Toujours est-il que l’on se met des œillères ; même les chrétiens, bien évidemment. Quand les auteurs de la Bible parlent de la vie terrestre, ils parlent de la « tente », ils l’assimilent à la vie d’une fleur : « Toute chair est comme l’herbe ; l’herbe sèche et la fleur tombe » (Es 40). Mais nous nous installons dans cette vie et nous oublions qu’elle se continue dans l’éternité… Nous sommes, en même temps – et c’est contradictoire –, pris dans un tourbillon et notre regard est centré sur le présent, un peu comme s’il était éternel. Alors que Dieu nous invite à penser plus loin, à la vie éternelle, comme faisant partie de notre vie présente. Il ne faudrait pas se tromper de lieu de rendez-vous : « L’homme attend Dieu dans le temps et Dieu attend l’homme dans l’éternité » (Simone Weil).
En fait, l’être humain pense à l’avenir quand il lui tarde d’y être ; comme des fiancés par exemple : leur pensée est rivée sur le moment où ils vivront ensemble. Oui, le problème est certainement une question d’envie, d’amour. Pour avoir envie de vivre ce jour de l’éternité, il faut savoir ce qui nous attend. Dans la parabole des talents, Jésus soulève un peu le voile : dans sa réponse à l’un des serviteurs, le maître répond : « Très bien, tu es un bon serviteur, en qui l’on peut avoir confiance. Tu t’es montré fidèle en peu de choses. C’est pourquoi je t’en confierai de plus importantes. Viens partager la joie de ton maître ! » (Mt 25v21).
1) Félicitations !
Le maître fait des compliments à ses serviteurs, il les félicite. Cela signifie que le Seigneur accueillera au ciel ceux qui l’ont servi ainsi ; et cela est pour tous, bien sûr, pas seulement pour les chrétiens à plein temps comme les pasteurs. Et on peut être choqué ! Quoi ! Il nous félicitera, sans relever toutes nos imperfections ! Il nous voit (déjà maintenant) à travers le sang que Christ a versé à la croix en mourant à notre place : par lui, il nous déclare juste.
Et oui : il relèvera alors la marche générale de ceux qui auront vécu pour lui (et pas seulement avec lui) et non les fautes.

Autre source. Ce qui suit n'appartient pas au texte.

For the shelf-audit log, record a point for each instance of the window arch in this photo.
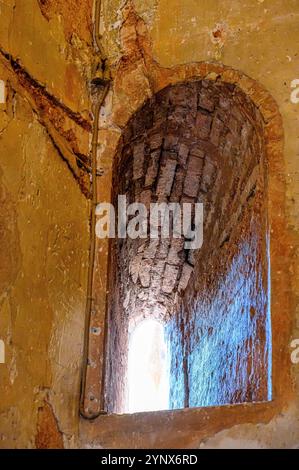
(197, 141)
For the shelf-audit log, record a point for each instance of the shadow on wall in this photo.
(199, 141)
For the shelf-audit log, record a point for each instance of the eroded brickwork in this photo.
(193, 142)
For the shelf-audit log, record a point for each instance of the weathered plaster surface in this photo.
(44, 211)
(136, 77)
(44, 123)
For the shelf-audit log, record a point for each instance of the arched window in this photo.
(196, 142)
(148, 375)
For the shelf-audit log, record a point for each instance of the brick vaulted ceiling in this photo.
(199, 141)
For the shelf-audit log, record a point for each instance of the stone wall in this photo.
(45, 125)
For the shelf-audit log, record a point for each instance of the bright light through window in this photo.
(148, 377)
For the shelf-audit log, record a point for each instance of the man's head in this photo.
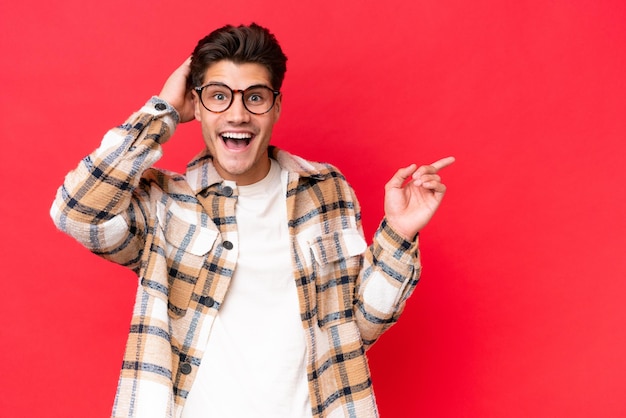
(239, 44)
(236, 73)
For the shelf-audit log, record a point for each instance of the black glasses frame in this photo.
(275, 94)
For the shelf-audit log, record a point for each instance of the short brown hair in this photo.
(241, 44)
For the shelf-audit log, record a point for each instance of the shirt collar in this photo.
(201, 172)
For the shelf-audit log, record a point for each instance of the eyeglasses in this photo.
(217, 98)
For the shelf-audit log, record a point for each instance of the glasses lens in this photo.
(258, 99)
(219, 97)
(216, 97)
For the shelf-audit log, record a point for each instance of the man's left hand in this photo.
(409, 205)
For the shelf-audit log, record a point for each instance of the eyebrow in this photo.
(219, 83)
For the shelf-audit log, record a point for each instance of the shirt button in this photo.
(185, 368)
(207, 301)
(227, 191)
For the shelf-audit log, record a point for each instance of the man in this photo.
(257, 295)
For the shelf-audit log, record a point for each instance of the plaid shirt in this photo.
(179, 234)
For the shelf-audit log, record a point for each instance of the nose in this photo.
(237, 113)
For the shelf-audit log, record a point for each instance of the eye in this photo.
(218, 96)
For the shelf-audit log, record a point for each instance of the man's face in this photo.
(236, 138)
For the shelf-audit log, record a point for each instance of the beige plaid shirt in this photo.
(179, 234)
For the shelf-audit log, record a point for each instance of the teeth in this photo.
(236, 135)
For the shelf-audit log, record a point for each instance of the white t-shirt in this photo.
(255, 362)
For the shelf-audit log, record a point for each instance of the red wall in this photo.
(520, 312)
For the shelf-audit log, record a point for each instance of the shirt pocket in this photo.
(185, 249)
(337, 261)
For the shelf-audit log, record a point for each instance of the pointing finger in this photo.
(444, 162)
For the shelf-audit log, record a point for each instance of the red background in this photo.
(520, 311)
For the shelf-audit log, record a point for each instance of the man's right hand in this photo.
(176, 94)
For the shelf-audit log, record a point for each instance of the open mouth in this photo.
(236, 140)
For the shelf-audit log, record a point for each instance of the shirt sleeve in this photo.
(102, 202)
(390, 272)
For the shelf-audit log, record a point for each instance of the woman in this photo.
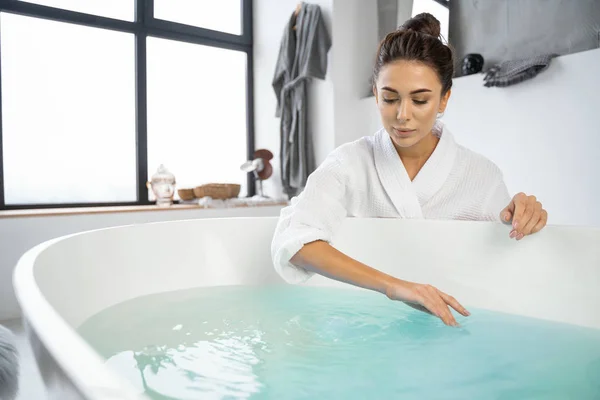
(412, 168)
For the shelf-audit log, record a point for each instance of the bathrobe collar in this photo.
(408, 197)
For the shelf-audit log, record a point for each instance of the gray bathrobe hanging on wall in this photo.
(302, 56)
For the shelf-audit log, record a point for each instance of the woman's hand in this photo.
(526, 214)
(427, 298)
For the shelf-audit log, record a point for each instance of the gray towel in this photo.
(515, 71)
(9, 365)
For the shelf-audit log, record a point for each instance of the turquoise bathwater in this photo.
(293, 342)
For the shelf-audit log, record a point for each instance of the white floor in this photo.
(30, 382)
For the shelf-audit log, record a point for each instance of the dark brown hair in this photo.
(418, 39)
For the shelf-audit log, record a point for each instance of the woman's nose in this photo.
(404, 111)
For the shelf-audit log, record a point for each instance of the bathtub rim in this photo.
(82, 364)
(87, 370)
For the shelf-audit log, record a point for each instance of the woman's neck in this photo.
(416, 156)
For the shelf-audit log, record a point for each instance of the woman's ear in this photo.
(444, 101)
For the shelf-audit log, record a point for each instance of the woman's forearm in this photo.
(322, 258)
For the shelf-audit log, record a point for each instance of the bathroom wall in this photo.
(510, 29)
(543, 133)
(17, 235)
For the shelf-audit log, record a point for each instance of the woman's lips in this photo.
(403, 131)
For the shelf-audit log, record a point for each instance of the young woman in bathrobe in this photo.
(412, 168)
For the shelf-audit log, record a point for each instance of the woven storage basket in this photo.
(186, 194)
(218, 190)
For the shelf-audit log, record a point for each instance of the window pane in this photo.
(118, 9)
(68, 108)
(221, 15)
(196, 112)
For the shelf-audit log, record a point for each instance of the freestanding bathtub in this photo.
(554, 275)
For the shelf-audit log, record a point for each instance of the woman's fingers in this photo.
(436, 304)
(439, 310)
(533, 220)
(452, 302)
(541, 223)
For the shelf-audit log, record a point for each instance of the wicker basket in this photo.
(186, 194)
(220, 191)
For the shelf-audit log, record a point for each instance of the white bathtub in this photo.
(553, 275)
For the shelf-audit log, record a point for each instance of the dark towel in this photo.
(515, 71)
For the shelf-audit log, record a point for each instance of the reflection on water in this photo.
(300, 343)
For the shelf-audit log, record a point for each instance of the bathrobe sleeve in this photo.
(315, 214)
(498, 198)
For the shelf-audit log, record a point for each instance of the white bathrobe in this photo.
(366, 178)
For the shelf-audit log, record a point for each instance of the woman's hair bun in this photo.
(423, 23)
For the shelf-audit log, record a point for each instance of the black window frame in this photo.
(143, 25)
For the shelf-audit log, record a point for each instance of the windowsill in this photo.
(45, 212)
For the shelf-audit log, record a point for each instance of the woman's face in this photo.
(409, 97)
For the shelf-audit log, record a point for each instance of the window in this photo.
(192, 115)
(95, 95)
(221, 15)
(68, 96)
(118, 9)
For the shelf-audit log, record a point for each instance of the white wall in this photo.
(17, 235)
(270, 19)
(355, 39)
(543, 133)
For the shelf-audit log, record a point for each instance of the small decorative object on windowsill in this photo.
(162, 185)
(262, 169)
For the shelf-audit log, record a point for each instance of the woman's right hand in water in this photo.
(427, 298)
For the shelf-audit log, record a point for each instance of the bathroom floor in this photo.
(30, 382)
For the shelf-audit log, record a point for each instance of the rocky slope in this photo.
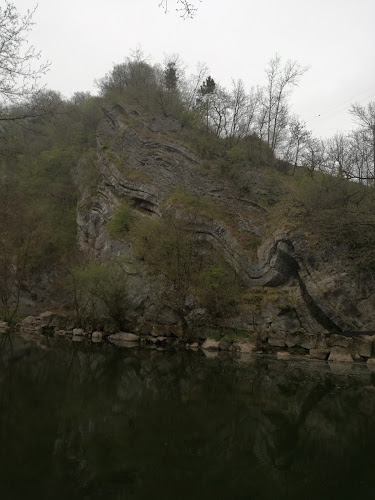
(145, 161)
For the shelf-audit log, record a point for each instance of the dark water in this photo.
(91, 421)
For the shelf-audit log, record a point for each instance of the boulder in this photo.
(30, 320)
(78, 338)
(339, 341)
(293, 339)
(211, 354)
(122, 343)
(319, 353)
(210, 345)
(363, 346)
(283, 355)
(3, 326)
(340, 354)
(79, 332)
(225, 344)
(124, 336)
(277, 339)
(309, 341)
(46, 318)
(244, 346)
(97, 336)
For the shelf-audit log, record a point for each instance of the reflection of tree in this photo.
(135, 421)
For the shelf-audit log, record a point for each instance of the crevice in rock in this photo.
(316, 311)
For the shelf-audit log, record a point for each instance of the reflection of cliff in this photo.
(96, 422)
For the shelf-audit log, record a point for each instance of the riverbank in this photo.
(353, 348)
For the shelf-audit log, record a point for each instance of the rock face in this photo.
(144, 162)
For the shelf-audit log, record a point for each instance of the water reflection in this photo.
(92, 421)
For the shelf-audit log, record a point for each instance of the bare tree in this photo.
(20, 72)
(313, 156)
(184, 7)
(338, 155)
(365, 117)
(281, 79)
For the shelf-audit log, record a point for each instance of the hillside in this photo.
(204, 248)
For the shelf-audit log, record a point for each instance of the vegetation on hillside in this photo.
(324, 188)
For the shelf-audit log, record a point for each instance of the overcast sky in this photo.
(235, 38)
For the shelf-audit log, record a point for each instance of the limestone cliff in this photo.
(144, 161)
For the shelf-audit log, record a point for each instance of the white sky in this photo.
(235, 38)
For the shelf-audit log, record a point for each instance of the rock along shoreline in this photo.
(349, 347)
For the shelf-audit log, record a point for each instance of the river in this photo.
(92, 421)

Il ne s’agit pas de la flatterie mais de la reconnaissance de ce qu’aura été notre vie.
C’est lui, le grand Dieu, qui fera des louanges sur nous ; Dieu lui-même, à nous, être faits de faiblesse et de petitesse.

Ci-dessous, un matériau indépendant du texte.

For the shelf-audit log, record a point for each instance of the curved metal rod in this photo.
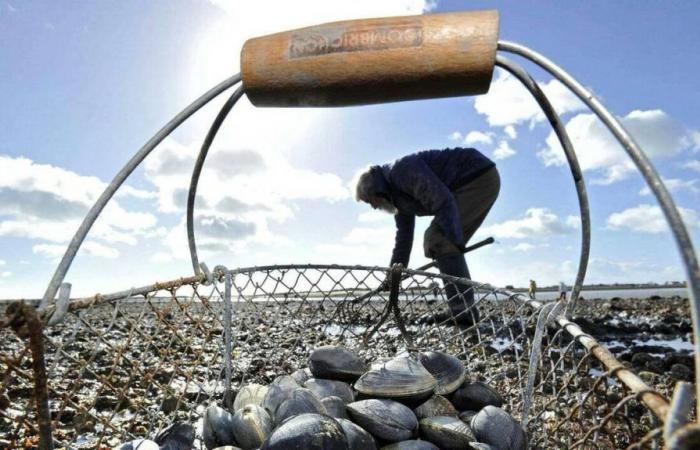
(680, 233)
(130, 166)
(576, 172)
(194, 181)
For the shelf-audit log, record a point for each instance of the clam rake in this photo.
(130, 381)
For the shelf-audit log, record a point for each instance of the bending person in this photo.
(458, 187)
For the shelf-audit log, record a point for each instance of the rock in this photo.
(497, 428)
(335, 406)
(415, 444)
(474, 396)
(681, 372)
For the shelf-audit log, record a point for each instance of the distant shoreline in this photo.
(604, 287)
(587, 288)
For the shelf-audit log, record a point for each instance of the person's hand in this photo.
(384, 286)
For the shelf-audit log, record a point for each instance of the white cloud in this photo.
(693, 165)
(573, 221)
(477, 137)
(647, 218)
(45, 202)
(523, 247)
(242, 185)
(375, 216)
(509, 103)
(503, 151)
(656, 132)
(675, 184)
(537, 222)
(55, 251)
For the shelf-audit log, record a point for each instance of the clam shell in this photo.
(274, 397)
(335, 407)
(307, 432)
(251, 426)
(301, 375)
(250, 394)
(385, 419)
(178, 436)
(474, 396)
(497, 428)
(437, 405)
(415, 444)
(336, 363)
(286, 382)
(329, 388)
(447, 432)
(217, 429)
(300, 402)
(447, 370)
(139, 444)
(358, 438)
(402, 378)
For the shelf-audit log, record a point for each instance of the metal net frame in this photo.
(125, 366)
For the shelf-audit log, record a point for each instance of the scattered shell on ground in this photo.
(437, 405)
(448, 370)
(251, 426)
(328, 388)
(447, 432)
(497, 428)
(385, 419)
(336, 363)
(402, 378)
(307, 432)
(358, 438)
(250, 394)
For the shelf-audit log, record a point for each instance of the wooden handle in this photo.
(373, 60)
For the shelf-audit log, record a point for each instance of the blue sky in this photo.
(85, 84)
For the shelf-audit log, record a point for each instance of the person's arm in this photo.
(403, 242)
(414, 177)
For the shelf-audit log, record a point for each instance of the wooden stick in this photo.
(373, 60)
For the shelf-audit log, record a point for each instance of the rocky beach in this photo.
(165, 359)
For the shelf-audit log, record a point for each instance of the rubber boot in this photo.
(460, 297)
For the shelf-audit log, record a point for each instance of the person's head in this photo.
(366, 191)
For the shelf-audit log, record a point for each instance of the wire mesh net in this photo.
(124, 368)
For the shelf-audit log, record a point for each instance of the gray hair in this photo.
(364, 185)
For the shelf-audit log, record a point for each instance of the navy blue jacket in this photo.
(421, 184)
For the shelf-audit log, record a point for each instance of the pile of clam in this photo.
(409, 402)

Cela nous surprend peut-être parce que c’est nous qui devons le louer ! Et puis… nous n’avons pas l’habitude de ce fonctionnement : nous ne le vivons pas envers les autres ; nous relevons les points critiquables (« Il faut bien qu’il progresse, quand même ! ») et que nous ne savons pas relever les points positifs.
Le Seigneur n’agit pas de la même manière. Il nous félicitera devant tous, nous montre cette parabole ; mais ce qui fera notre joie, ce n’est pas le fait que les autres l’entendront, mais que cela vienne de Dieu lui-même.
Dans sa justice, Dieu ne veut pas oublier ce que nous aurons fait pour lui. Dans plusieurs passages, il est dit que « nos œuvres nous suivent » (1 Co 3v12-15 ; Ja 2v17-18, 22, 26 ; Ap 20v12) : pas pour éventuellement être condamnés (puisqu’on est sauvé parce qu’il nous a pardonnés, et cela est pure grâce), ni – à l’opposé – comme des actes méritoires, mais parce que les œuvres révèlent notre identité céleste. Elles attesteront notre appartenance à Dieu, et montreront que « c’est bien le fils de son père ! ». Trop souvent on oppose foi et œuvres ; en fait elles sont les 2 rames d’un bateau qui lui permettent d’avancer ; avec une seulement, on tourne vite en rond…
Cela nous place devant nos responsabilités, à savoir mon talent ou mes talents que le Seigneur m’a confiés : c’est… dur, et très réconfortant en même temps !
2) Sur quoi l’avis du Seigneur reposera-t-il ?
Quelles sont les raisons qui feront que le Seigneur me dira : « C’est bien ! Je suis fier de toi ! » ?
. Ce qui ressort de notre texte en premier lieu, c’est le zèle ; le compliment du Seigneur portera sur l’ardeur que ses serviteurs auront manifestée pour accomplir sa volonté. Il louera ceux qui lui auront obéi. Cela se traduit par une vie engagée au service du Maître. Il se peut que mon zèle soit méconnu par les autres, parce qu’accompli sans être vu ni entendu. Le Seigneur voit le secret ; et il le révélera lors du Grand Jour.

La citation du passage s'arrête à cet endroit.